What about Carl Ent’s question? Is it possible that fewer people today are criminally inclined–that people really are getting nicer?

“There is less violence in the world for sure,” says Hieftje. “I read about it in the New York Times. So people may indeed be becoming nicer.” Hieftje is referring to Steven Pinker’s The Better Angels of our Nature, which demonstrates over 700 pages that human violence has declined enormously over the past 10,000 years and that humanity is currently enjoying the safest times in history.

Hieftje can point to local examples. “There’re no more sports riots on South U”–though, admittedly, U-M fans have lately had less to celebrate. “There’re fewer and less often fatal fights outside nightclubs. Assaults are down this year, and last year, twenty assaults alone can be attributed to one place: the Dream Night Club.”

Carl Ent thinks it’s possible people are getting nicer. “People want to be nice. It’s just a lot easier. But I don’t have a tragic view of human nature–I think times change, and so do people.”

The current chief doesn’t share his predecessor’s optimism. “Human beings have a sinful nature,” says Jones, who’s a Pentecostal preacher as well as a cop. “I’d love to believe [the reduction in crime] is because goodness has triumphed over evil, like I’d love for the crime rate to be zero. But I don’t think it will ever happen, and I have to be ready for the next new crime. It’s my job to be a pessimist.”

Even with less crime, no past or present mayor or police chief says Ann Arbor should have fewer cops. Right now, the AAPD has 118 officers and the U-M DPS has fifty-four, for a total of 172. That’s 32 percent fewer than ten years ago–but, then, crime is down 38 percent for the same period.

“We need more cops,” insists Jones. “My job is public welfare and community safety, and I require bodies to secure the city and officers’ safety. I’ve thought long and hard about it, and I think a reasonable number is 150. With that many, I’d have ten to fifteen cars out on every shift, I’d have a fugitive apprehension team, I’d have a narcotics unit, and I’d beat the hell out of those numbers!”

There’s little doubt that he would, but increasing the number of cops isn’t likely in the current economy. However, after shrinking the AAPD by 41 percent over the last decade, Hieftje says he doesn’t want to shrink it any further. “Our budget next year calls for 10 to 12 percent reductions in almost every department, but I want no further reductions in the police department.
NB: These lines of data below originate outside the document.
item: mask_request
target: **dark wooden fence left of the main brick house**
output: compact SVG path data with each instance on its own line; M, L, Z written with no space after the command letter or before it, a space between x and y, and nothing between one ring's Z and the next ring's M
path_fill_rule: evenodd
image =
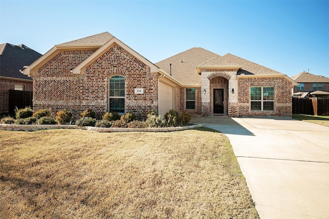
M15 108L25 108L30 106L32 108L32 91L9 90L8 110L14 112Z

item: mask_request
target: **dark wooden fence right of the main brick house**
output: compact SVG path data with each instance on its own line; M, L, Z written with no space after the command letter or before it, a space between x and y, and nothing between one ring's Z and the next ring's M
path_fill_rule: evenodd
M329 98L293 97L293 114L329 115Z

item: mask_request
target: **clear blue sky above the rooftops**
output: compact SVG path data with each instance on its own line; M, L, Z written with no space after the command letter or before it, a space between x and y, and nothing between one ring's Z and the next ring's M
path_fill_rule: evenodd
M153 63L192 47L329 77L329 1L0 0L0 43L42 54L109 32Z

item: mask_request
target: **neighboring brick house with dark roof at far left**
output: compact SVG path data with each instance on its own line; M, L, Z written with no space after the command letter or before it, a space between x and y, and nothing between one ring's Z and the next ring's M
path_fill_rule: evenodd
M8 112L9 90L33 90L32 78L20 70L40 56L40 53L23 44L0 44L0 113Z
In fact, we have a new contract now, so we’ll be able to hire back the four officers we laid off in July.” (See UpFront, p. 9.) What would he like Chief Jones to do with them? “I’d like to see more officers downtown,” the mayor replies.

“Should we lower staffing levels?” O’Dell asks rhetorically. “It depends on what other activities the police engage in,” he answers. “There’s very little crime at football games, but you still need staff to direct traffic and do crowd control. There’s a lot more to policing than the crime numbers.”

According to the Crime Map data, the four categories tracked have fallen another 13 percent in the first nine months of 2011. But despite those long- and short-term trends, both Hieftje and Jones think the crime rate is likely go back up in the future.

“We are having an exceptional year this year, so it’s almost bound to go up next year,” says Hieftje.

“It’s got to because it’s down so low,” affirms Jones. “Next year may be normal, which will be up.”

Perhaps. But the new Ann Arbor is still far more peaceful than the old one. Neither the mayor nor the police chief expects crime to return to the levels of the 1980s. That may be the surest sign of the city’s transformation: crime rates that were “normal” twenty-five years ago would seem today like a terrible assault.